In 2014, Young was re-elected to the State Senate. Senator Young sits on the Education, Health, and Environmental Affairs Committee and is Chair of the Comptrollers Issues Subcommittee which deals with Alcohol, Labor, Licensing, and Regulations. He also serves on the Education Subcommittee as well as the Joint Committee on Program Open Space and Agricultural Preservation. Senator Young is a Senate Representative to the Financial Education and Capability Commission and serves on the National Conference of State Legislation's Natural Resource and Infrastructure Committee.

In 2021, Young announced that he would not seek another term on the State Senate.

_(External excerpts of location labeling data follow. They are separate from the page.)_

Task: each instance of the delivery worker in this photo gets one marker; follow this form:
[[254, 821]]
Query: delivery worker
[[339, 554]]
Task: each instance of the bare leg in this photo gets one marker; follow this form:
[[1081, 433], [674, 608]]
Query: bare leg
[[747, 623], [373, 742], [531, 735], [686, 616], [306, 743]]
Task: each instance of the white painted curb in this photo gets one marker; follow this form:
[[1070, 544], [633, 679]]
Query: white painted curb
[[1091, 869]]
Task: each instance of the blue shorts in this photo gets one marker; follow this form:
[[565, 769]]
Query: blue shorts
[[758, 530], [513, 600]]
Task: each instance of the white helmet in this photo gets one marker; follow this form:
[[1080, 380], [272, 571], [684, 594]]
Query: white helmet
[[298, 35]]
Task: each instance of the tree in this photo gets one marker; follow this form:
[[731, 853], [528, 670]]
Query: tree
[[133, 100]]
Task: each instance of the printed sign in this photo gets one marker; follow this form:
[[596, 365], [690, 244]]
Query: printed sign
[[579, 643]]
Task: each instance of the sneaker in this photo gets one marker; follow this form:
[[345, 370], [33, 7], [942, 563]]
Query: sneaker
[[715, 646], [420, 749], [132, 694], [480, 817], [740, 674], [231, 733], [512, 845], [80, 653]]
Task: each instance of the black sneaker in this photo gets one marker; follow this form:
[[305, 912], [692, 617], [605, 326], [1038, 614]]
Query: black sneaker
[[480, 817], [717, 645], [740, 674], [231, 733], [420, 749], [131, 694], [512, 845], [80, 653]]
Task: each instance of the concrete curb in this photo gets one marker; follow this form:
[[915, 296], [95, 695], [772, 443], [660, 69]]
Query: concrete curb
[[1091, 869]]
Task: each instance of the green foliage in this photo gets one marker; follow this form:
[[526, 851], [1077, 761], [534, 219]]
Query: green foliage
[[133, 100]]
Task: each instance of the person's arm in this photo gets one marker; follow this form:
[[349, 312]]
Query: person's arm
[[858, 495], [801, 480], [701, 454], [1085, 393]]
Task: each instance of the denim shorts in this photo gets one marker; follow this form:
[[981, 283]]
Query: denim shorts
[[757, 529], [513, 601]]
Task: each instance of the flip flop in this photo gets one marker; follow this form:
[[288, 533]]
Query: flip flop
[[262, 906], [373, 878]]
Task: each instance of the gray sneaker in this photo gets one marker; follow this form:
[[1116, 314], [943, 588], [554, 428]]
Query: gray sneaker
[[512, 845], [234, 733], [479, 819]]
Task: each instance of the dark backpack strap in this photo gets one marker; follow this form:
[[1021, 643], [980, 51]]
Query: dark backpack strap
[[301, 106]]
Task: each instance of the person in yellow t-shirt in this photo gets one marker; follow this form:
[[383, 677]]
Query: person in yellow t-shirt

He endorsed his wife, Karen Lewis Young, to succeed him in representing Maryland's 3rd legislative district.

== Affiliations ==
Young is a member of a number of organizations: 1968–Present he helped create and serves on the board of the Frederick Community Action Agency, 2006–present he is on the board of directors for Goodwill Industries, 2008–present he is on the advisory board for Maryland Shakespeare Theater, the president of East Frederick Rising from 2006-2010, and a member of the following organizations: Rotary Club of Carroll Creek, 1000 Friends of Maryland, American Planning Association, American Legion, Chesapeake Bay Foundation, Benevolent and Protective Order of Elks, Fraternal Order of Owls, National Association for the Advancement of Colored People (NAACP), U.S. Tennis Association, and the Urban Land Institute. Ron Young is also the former President of Delaplaine Visual Arts Center, the Frederick Arts Council, and the Frederick Festival of the Arts. He is a former trustee for the Maryland Art Place and a former member of the Forum for Rural Maryland, Rural Legacy Board, board of directors, and the Way Station.